The six most common types of car insurance are liability coverage, collision insurance, comprehensive coverage, uninsured motorist insurance, medical payments coverage, and personal injury protection.

What is full-coverage insurance?

Full coverage refers to an insurance policy with at least liability insurance, collision coverage, and comprehensive insurance. Along with these coverages, a full-coverage policy may also include uninsured motorist coverage and either personal injury protection or medical payments coverage.

What is comprehensive car insurance?

This type of insurance covers damage to your car from theft, vandalism, falling objects, rodents, and natural disasters (such as floods and fire).

Is comprehensive insurance full coverage?

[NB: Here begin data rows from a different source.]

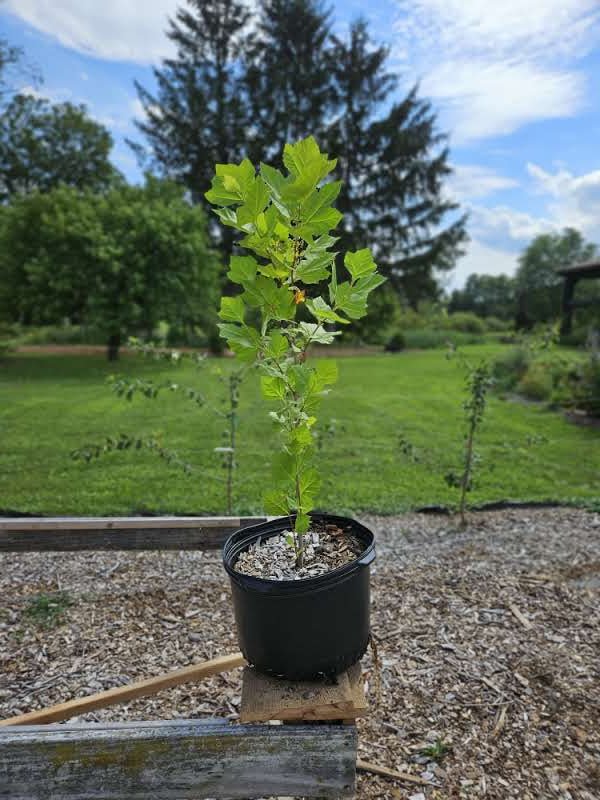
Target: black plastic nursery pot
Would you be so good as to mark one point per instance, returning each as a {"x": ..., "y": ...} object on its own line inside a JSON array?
[{"x": 300, "y": 629}]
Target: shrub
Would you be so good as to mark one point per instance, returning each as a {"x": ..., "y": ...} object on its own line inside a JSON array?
[
  {"x": 510, "y": 368},
  {"x": 466, "y": 322},
  {"x": 395, "y": 343}
]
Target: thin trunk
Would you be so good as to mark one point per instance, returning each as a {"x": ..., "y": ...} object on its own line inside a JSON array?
[{"x": 114, "y": 343}]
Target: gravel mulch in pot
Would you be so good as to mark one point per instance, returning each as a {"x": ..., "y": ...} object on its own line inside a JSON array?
[
  {"x": 325, "y": 549},
  {"x": 488, "y": 641}
]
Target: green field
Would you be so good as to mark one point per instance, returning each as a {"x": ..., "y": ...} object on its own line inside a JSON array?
[{"x": 51, "y": 404}]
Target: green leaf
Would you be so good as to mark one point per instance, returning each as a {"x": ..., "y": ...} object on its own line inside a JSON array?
[
  {"x": 242, "y": 175},
  {"x": 242, "y": 269},
  {"x": 323, "y": 221},
  {"x": 277, "y": 346},
  {"x": 314, "y": 265},
  {"x": 360, "y": 263},
  {"x": 323, "y": 312},
  {"x": 351, "y": 302},
  {"x": 256, "y": 201},
  {"x": 230, "y": 184},
  {"x": 319, "y": 200},
  {"x": 300, "y": 440},
  {"x": 302, "y": 523},
  {"x": 283, "y": 468},
  {"x": 232, "y": 309},
  {"x": 310, "y": 483},
  {"x": 276, "y": 302},
  {"x": 304, "y": 156},
  {"x": 241, "y": 339},
  {"x": 227, "y": 216},
  {"x": 370, "y": 282},
  {"x": 272, "y": 388},
  {"x": 275, "y": 502}
]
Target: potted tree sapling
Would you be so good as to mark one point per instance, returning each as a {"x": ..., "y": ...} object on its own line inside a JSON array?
[{"x": 300, "y": 582}]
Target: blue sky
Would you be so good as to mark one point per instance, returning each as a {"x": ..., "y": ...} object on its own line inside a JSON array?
[{"x": 515, "y": 84}]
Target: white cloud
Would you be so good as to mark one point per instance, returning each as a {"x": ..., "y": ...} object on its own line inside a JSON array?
[
  {"x": 496, "y": 66},
  {"x": 112, "y": 29},
  {"x": 574, "y": 200},
  {"x": 484, "y": 260},
  {"x": 45, "y": 93},
  {"x": 501, "y": 223},
  {"x": 471, "y": 180}
]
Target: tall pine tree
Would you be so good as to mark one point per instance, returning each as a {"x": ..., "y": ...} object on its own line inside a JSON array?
[
  {"x": 287, "y": 75},
  {"x": 196, "y": 118},
  {"x": 393, "y": 166}
]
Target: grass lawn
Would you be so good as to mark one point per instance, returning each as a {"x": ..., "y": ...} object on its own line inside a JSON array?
[{"x": 51, "y": 404}]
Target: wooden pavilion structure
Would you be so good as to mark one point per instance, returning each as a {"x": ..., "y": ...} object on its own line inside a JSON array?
[{"x": 572, "y": 276}]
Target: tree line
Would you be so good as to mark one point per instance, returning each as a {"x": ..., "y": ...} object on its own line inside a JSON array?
[
  {"x": 243, "y": 82},
  {"x": 534, "y": 294},
  {"x": 78, "y": 243}
]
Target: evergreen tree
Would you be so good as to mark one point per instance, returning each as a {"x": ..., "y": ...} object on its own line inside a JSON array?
[
  {"x": 393, "y": 167},
  {"x": 287, "y": 75},
  {"x": 197, "y": 118}
]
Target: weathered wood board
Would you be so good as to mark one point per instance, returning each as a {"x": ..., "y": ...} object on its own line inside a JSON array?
[
  {"x": 25, "y": 534},
  {"x": 265, "y": 698},
  {"x": 176, "y": 760},
  {"x": 123, "y": 694}
]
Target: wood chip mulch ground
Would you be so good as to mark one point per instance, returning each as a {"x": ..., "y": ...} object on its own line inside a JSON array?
[{"x": 488, "y": 640}]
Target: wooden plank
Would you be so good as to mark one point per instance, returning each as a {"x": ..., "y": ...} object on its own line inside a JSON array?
[
  {"x": 123, "y": 694},
  {"x": 24, "y": 534},
  {"x": 176, "y": 760},
  {"x": 267, "y": 698}
]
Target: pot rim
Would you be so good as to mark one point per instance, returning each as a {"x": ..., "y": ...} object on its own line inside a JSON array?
[{"x": 279, "y": 524}]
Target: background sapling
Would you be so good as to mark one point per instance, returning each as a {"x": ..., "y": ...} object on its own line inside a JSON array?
[
  {"x": 285, "y": 221},
  {"x": 227, "y": 410},
  {"x": 478, "y": 384}
]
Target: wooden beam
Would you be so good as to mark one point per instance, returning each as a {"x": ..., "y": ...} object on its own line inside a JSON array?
[
  {"x": 176, "y": 760},
  {"x": 30, "y": 534},
  {"x": 123, "y": 694}
]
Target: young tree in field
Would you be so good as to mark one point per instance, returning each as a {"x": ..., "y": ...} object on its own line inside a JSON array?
[
  {"x": 196, "y": 117},
  {"x": 118, "y": 262},
  {"x": 393, "y": 161},
  {"x": 287, "y": 75},
  {"x": 43, "y": 146},
  {"x": 539, "y": 286}
]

Comprehensive insurance is not full coverage by itself. It must be combined with liability insurance and collision insurance for the policy to be considered full coverage.

How We Rate Insurers

Our review process aims to deliver consistent and unbiased assessments of car insurance providers. While there are multiple qualities that make a car insurance company successful, our review team focuses on those we believe are the most important for consumers:

  • Cost: Cost can be difficult to compare between insurers because so many factors impact annual premiums. The cheapest insurer for one driver may not be the cheapest for another. To determine our cost score, we look at insurance rate estimates generated by Quadrant Information Services, discount opportunities, and consumer reports.
  • Coverage: To determine our coverage score, we look at the number of coverage options available as well as coverage limits and deductible options. Our ratings also take into account additional services and benefits like roadside assistance.
  • Reliability: It’s important that an auto insurer is able to meet its claims obligations. Companies with a strong financial strength rating from AM Best score best in this category. Established insurers with a long history of reliable service also receive positive marks.
  • Service: We comb through customer reviews on sites like the Better Business Bureau (BBB) to learn about customer experiences. Insurers with a low volume of complaints score well in this area. We also consider the claims process, giving higher ratings to car insurance providers that offer easy-to-use claims apps.

*Data accurate at time of publication.